Despite the precautions taken by Maersk A/S, Transocean took the position that the DSS-21 rig infringed its patents. Transocean sued Maersk, contending that Maersk A/S, the parent corporation, had acted in behalf of its subsidiary, enabling Maersk to contract with Statoil to supply the services of the DSS-21.
The district court judge sided with Maersk, granting a summary judgment that the patents-in-suit were invalid due to obviousness and, predictably, Transocean appealed. The C.A.F.C. agreed that the references taught all of the limitations of the asserted patent claims, but opined that the references alone were insufficient, as a matter of law, to establish obviousness because Transocean had presented “significant objective evidence of nonobviousness.” Specifically, the appellate judges pointed to Transocean’s evidence of industry skepticism, industry praise for Transocean’s commercial embodiment of the patented inventions, commercial success and copying by others, including Maersk A/S. They remanded the case to the district court for trial.

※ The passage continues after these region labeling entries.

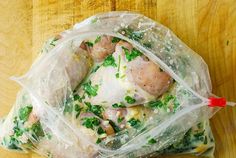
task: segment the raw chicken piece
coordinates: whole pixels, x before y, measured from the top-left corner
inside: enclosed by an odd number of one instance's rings
[[[87,42],[85,42],[85,44],[87,43],[87,50],[96,62],[101,62],[106,56],[112,54],[115,51],[116,43],[112,42],[112,38],[112,36],[103,35],[89,39]],[[88,44],[88,42],[91,41],[94,41],[93,45]],[[84,48],[83,45],[81,46]]]
[[[131,44],[120,41],[115,52],[108,55],[82,85],[79,95],[85,94],[85,101],[93,105],[129,107],[155,99],[169,88],[170,83],[171,77],[158,65]],[[88,94],[88,88],[96,92]]]

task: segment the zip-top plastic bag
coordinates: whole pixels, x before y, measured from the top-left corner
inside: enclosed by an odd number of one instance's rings
[[[213,157],[211,82],[169,29],[130,12],[98,14],[49,39],[1,121],[7,149],[45,157]],[[224,101],[223,101],[224,102]]]

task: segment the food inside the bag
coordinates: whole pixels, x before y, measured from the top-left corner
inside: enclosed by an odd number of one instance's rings
[[[54,38],[54,42],[55,39],[58,40]],[[51,47],[52,43],[48,43],[46,46]],[[117,37],[101,35],[84,40],[80,48],[67,57],[65,70],[73,93],[63,103],[63,115],[76,121],[77,128],[96,144],[123,130],[138,131],[156,115],[175,113],[179,108],[175,97],[177,86],[170,75],[130,43]],[[51,77],[56,79],[56,76]],[[64,95],[60,89],[56,93],[41,90],[50,105],[57,105]],[[14,109],[16,113],[3,122],[6,125],[6,121],[10,121],[11,128],[8,127],[1,137],[2,145],[18,151],[35,150],[47,157],[70,157],[61,151],[65,146],[53,131],[42,127],[27,93],[20,97],[22,102]],[[205,124],[191,128],[180,142],[159,153],[209,153],[214,149],[214,140]],[[155,144],[158,140],[147,138],[146,141]],[[107,145],[120,144],[113,143],[117,144]],[[76,153],[76,147],[67,150]],[[94,157],[98,151],[90,147],[84,152]]]

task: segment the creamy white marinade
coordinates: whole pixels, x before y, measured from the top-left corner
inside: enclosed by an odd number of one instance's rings
[[[49,46],[55,46],[57,39],[58,37],[48,42]],[[93,50],[94,47],[96,49]],[[126,41],[106,35],[96,36],[85,40],[70,59],[72,62],[68,62],[67,73],[75,91],[68,95],[61,108],[62,113],[98,145],[103,141],[109,142],[112,136],[123,130],[139,131],[146,123],[152,121],[155,115],[175,113],[179,108],[179,102],[175,97],[178,86],[175,82],[158,65]],[[82,65],[87,65],[86,69],[89,69],[92,65],[91,59],[94,63],[90,72],[82,73],[82,78],[85,75],[87,77],[77,86],[76,80],[81,80],[78,79],[81,78],[81,73],[78,75],[76,72],[81,71],[76,70],[76,63],[83,62]],[[43,91],[42,95],[51,102],[50,104],[55,104],[53,98],[60,98],[63,94],[58,91],[49,95],[47,91]],[[22,97],[27,98],[27,94],[23,94]],[[44,152],[44,149],[47,150],[44,155],[48,157],[70,157],[63,155],[61,148],[54,148],[60,141],[54,137],[53,132],[44,130],[40,119],[34,113],[31,101],[24,101],[11,122],[12,131],[2,138],[2,145],[18,151],[33,149]],[[204,128],[205,126],[200,125],[193,127],[185,134],[183,142],[179,143],[182,143],[181,145],[173,144],[161,152],[206,152],[213,148],[214,140],[211,133]],[[28,139],[29,135],[31,139]],[[147,144],[153,145],[158,140],[147,138],[146,141]],[[76,147],[66,150],[75,151]],[[97,152],[92,147],[81,150],[90,152],[89,157]]]

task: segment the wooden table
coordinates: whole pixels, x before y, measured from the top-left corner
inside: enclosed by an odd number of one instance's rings
[[[111,10],[136,11],[169,27],[208,63],[213,92],[236,101],[235,0],[2,0],[0,8],[0,116],[9,112],[20,88],[8,78],[29,69],[47,38]],[[236,108],[222,109],[211,125],[216,158],[236,157]],[[4,157],[39,156],[0,149]]]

A jury, which considered each of the factors presented by Transocean in support of its nonobviousness argument, found the patents valid and infringed. The jury awarded Transocean $15M in damages, based on testimony that this sum would constitute a reasonable license fee. The district court judge, however, was having none of it. Neither intimidated by the C.A.F.C. opinion, nor swayed by the jury decision, he entered judgment as a matter of law in favor of Maersk. “It is the Court’s opinion, even in light of the jury’s findings concerning the secondary consideration [of nonobviousness], that Transocean’s invention merely combines familiar and known elements that do no more than yield predictable results.”

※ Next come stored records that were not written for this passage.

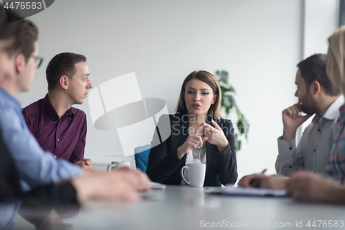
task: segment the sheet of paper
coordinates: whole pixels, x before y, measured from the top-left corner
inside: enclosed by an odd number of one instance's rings
[[[250,195],[250,196],[285,196],[285,190],[266,189],[257,188],[242,188],[227,186],[222,192],[224,195]]]

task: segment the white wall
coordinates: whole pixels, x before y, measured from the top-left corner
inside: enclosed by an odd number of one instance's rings
[[[326,0],[328,1],[329,0]],[[236,99],[250,118],[248,144],[238,153],[239,177],[264,168],[274,173],[281,113],[296,102],[296,64],[302,58],[302,0],[59,0],[31,17],[40,30],[43,68],[23,106],[44,97],[45,67],[57,53],[85,55],[95,86],[135,72],[143,97],[164,99],[174,111],[190,72],[230,72]],[[118,99],[121,99],[121,98]],[[116,131],[92,127],[87,100],[76,106],[88,118],[86,156],[121,155]],[[254,119],[255,118],[255,119]]]

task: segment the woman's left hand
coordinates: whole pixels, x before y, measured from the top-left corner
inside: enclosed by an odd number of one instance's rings
[[[205,123],[205,137],[207,137],[207,142],[217,146],[218,152],[221,153],[226,148],[229,142],[218,124],[213,119],[212,124],[215,128]]]

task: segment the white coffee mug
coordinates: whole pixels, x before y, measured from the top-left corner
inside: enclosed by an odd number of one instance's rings
[[[107,172],[110,171],[110,169],[119,169],[125,166],[130,167],[130,162],[111,162],[111,164],[109,164],[107,168]]]
[[[184,171],[188,170],[189,181],[184,176]],[[191,187],[202,188],[205,181],[206,165],[205,164],[188,164],[181,169],[181,177],[186,184]]]

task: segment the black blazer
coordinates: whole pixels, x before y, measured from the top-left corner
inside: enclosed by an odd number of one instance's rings
[[[215,122],[224,132],[229,144],[224,152],[219,153],[215,145],[206,141],[206,173],[204,186],[235,184],[237,179],[233,124],[226,119]],[[208,119],[206,122],[213,126]],[[146,171],[152,181],[166,184],[181,184],[180,171],[186,164],[186,154],[180,160],[177,151],[187,139],[188,128],[186,114],[164,115],[159,118],[151,142],[152,147],[148,155]],[[171,134],[169,135],[170,130]]]

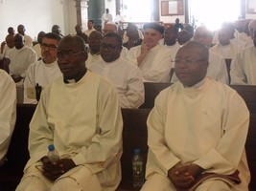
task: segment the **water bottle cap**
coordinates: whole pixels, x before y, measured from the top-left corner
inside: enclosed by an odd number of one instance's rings
[[[50,144],[50,145],[48,146],[48,150],[49,150],[49,151],[54,151],[54,150],[55,150],[55,145]]]
[[[134,149],[134,154],[140,154],[140,149]]]

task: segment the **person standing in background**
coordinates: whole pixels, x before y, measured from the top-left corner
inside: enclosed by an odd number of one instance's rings
[[[27,47],[33,47],[33,38],[25,33],[26,29],[24,25],[19,25],[17,28],[18,33],[22,34],[24,36],[25,45]]]
[[[105,9],[105,12],[102,16],[102,29],[104,29],[106,22],[113,22],[113,16],[109,13],[109,10]]]
[[[16,87],[12,77],[0,69],[0,166],[7,160],[16,120]]]
[[[94,31],[96,31],[93,27],[93,20],[87,21],[87,30],[85,30],[83,32],[89,37],[90,33]]]

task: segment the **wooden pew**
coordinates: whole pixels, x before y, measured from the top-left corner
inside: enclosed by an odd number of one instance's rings
[[[17,104],[16,124],[7,153],[8,162],[0,167],[0,190],[13,191],[23,175],[29,159],[29,123],[35,106]]]

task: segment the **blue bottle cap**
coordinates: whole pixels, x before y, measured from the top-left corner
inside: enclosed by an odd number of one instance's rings
[[[134,149],[134,154],[140,154],[140,149]]]
[[[50,144],[50,145],[48,146],[48,150],[49,150],[49,151],[54,151],[54,150],[55,150],[55,145]]]

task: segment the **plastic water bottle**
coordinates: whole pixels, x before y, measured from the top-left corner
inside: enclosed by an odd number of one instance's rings
[[[135,189],[139,189],[144,183],[143,158],[140,149],[134,149],[132,157],[132,183]]]
[[[58,152],[55,149],[55,145],[53,144],[50,144],[48,146],[48,158],[50,159],[50,161],[54,162],[54,161],[58,161],[59,160],[59,155],[58,155]]]

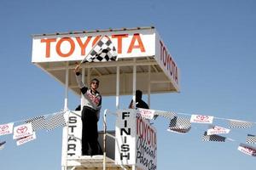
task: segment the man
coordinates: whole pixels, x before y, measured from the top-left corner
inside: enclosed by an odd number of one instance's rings
[[[133,100],[131,99],[129,108],[133,108]],[[143,100],[143,92],[141,90],[136,90],[136,108],[149,109],[148,104]]]
[[[84,95],[82,102],[82,155],[95,156],[101,155],[101,148],[98,144],[97,122],[102,108],[102,96],[97,91],[99,80],[94,78],[90,81],[88,88],[82,82],[80,67],[77,65],[74,69],[77,82]]]

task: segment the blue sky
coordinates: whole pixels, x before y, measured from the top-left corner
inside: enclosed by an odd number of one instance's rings
[[[256,122],[255,7],[253,0],[2,0],[0,124],[63,109],[64,87],[31,63],[32,34],[150,26],[181,71],[181,93],[153,94],[152,109]],[[121,107],[130,99],[121,98]],[[69,108],[79,102],[71,93]],[[114,105],[114,98],[103,99],[102,110]],[[228,137],[235,141],[219,144],[201,141],[207,126],[179,135],[166,132],[168,123],[164,118],[154,123],[160,170],[256,166],[254,157],[237,150],[247,133],[256,134],[255,128],[232,130]],[[113,124],[111,120],[109,128]],[[7,141],[1,169],[60,169],[61,129],[37,136],[21,146],[11,135],[0,136]]]

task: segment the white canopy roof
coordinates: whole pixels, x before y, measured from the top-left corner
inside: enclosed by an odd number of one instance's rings
[[[68,73],[68,88],[79,94],[73,69],[102,35],[116,47],[118,60],[81,65],[85,82],[95,77],[100,80],[102,95],[116,95],[117,86],[120,95],[131,94],[133,71],[136,89],[179,92],[179,70],[154,27],[33,35],[32,61],[64,85]]]

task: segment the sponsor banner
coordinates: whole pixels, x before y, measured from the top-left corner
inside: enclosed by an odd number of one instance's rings
[[[17,145],[21,145],[36,139],[36,133],[34,132],[32,135],[23,137],[21,139],[17,139],[16,144]]]
[[[212,134],[226,134],[230,132],[230,129],[224,128],[218,126],[210,126],[210,128],[207,130],[207,135]]]
[[[138,108],[138,114],[145,119],[153,119],[154,112],[154,110]]]
[[[5,143],[6,143],[6,141],[0,142],[0,150],[3,150],[4,148]]]
[[[155,31],[155,60],[179,92],[179,69],[160,35]]]
[[[137,115],[136,165],[142,169],[157,169],[156,129],[148,120]]]
[[[184,129],[171,129],[171,128],[167,128],[167,131],[171,132],[171,133],[177,133],[179,134],[186,134],[188,132],[189,132],[189,130],[191,129],[191,127],[189,128],[184,128]]]
[[[212,122],[213,116],[211,116],[192,115],[190,118],[190,122],[212,124]]]
[[[82,60],[102,36],[117,49],[118,58],[154,55],[154,29],[34,36],[32,62]]]
[[[256,156],[256,148],[245,144],[240,144],[240,145],[237,148],[238,150],[241,151],[244,154]]]
[[[13,122],[0,125],[0,136],[13,133],[13,129],[14,129]]]
[[[23,137],[33,134],[32,123],[22,124],[14,128],[14,139],[21,139]]]

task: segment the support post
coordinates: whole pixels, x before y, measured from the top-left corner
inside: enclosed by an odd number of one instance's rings
[[[116,67],[116,101],[115,107],[116,109],[119,109],[119,89],[120,89],[120,67],[118,65]]]

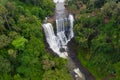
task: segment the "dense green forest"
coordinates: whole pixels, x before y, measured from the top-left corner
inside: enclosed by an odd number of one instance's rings
[[[66,0],[67,1],[67,0]],[[70,0],[80,63],[96,80],[120,80],[120,1]],[[0,0],[0,80],[73,80],[67,60],[46,49],[52,0]]]
[[[96,80],[120,80],[119,0],[71,0],[78,58]]]
[[[52,0],[0,0],[0,80],[72,80],[67,61],[45,49],[42,22],[54,8]]]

What about the “significant objective evidence of nonobviousness” that had so impressed the C.A.F.C.? “It is the Court’s opinion that the evidence presented is insufficient, as a matter of law, to overcome Maersk prima facie case of obviousness. While the jury had specifically found that the patented invention had enjoyed “commercial success,” the district court judge disagreed. “Transocean’s sale of its technology is due primarily to various litigation, those sales do not support the argument for commercial success as the sales are not a result of a free market.” He dealt similarly with the evidence of “long felt but unsatisfied need,” holding that this need had, in fact, been satisfied by the same prior art which rendered the invention obvious. Finally, the court found that there was no evidence of “unexpected and superior results” or “industry praise” associated with the patented inventions. “Transocean’s [benefit] claims are unsupported by independent data beyond the representation found in Transocean’s patents and promotional literature.” As a parting shot, the Court added, “the evidence failed to establish a nexus to the claimed invention.”
In returning its $15M verdict, the jury had held that the specifications of the patents-in-suit were “enabling,” meaning that they enabled one of “ordinary skill in the art” to practice the patented invention “without undue experimentation,” Not so, held the district court judge, without further explanation.

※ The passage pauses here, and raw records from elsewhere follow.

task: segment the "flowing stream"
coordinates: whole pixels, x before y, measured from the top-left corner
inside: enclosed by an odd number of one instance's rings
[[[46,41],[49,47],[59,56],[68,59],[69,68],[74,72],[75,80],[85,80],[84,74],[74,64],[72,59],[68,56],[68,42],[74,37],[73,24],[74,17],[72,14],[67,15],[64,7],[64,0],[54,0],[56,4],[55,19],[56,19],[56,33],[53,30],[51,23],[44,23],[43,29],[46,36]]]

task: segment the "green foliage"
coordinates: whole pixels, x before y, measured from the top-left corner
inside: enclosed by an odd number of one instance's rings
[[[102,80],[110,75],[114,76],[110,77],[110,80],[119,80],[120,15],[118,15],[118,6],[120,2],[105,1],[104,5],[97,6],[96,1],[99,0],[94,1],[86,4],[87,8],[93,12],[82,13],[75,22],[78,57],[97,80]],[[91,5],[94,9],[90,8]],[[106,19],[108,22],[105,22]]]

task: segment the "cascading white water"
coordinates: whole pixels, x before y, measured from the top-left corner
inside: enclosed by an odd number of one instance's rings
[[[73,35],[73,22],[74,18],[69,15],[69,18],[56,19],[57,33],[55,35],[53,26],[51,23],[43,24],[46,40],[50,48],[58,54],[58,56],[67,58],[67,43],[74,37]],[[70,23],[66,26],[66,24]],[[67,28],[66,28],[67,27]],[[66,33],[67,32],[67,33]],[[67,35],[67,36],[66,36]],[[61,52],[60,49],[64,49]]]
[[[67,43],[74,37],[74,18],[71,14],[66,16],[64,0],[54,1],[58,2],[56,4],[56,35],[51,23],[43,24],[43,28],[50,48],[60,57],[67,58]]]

Not content with finding the patents invalid, the Court went on to also find them not infringed. Noting that the contract for the construction of the DSS-21 anticipated that resolution of the Global Santa Fe litigation would be determinative of the final design, the drilling rig which was offered for sale, or sold, was not infringing. “An offer to enter into a contract that includes language that avoids infringement cannot constitute an infringing act.” True, the drilling rig as actually built might infringe the patents-in-suit, but while “using an infringing device to perform a drilling agreement may constitute a violation of [the patent law], that claim was not made by Transocean.” Oops!
Having thus found the patents-in-suit to be both invalid and not infringed, the Court concluded that even if the patents were valid and infringed, “an award of a ‘reasonable royalty’ may be unconscionable because the harm may be de minimis.” Identifying the “true question” as “what is the economic impact, if any, to Transocean,” the Court held that there was no evidence of actual harm. “The alleged ‘infringer’ did not practice the claimed invention in the United States. And, there is no evidence that Transocean was required to lower its price…to compete with Maersk for the Statoil contract. It appears, therefore, that in this instance, ‘price erosion; may be the proper measure of damages. Nevertheless, there is no evidence of price erosion.”
So, the folks at Transocean lost their patents and they go home empty handed.
The Lesson To Be Learned – if the trial court judge is determined, he can overrule both the jury and the appellate court; keep this in mind next time you’re in court.
In other words, don't irritate the judge.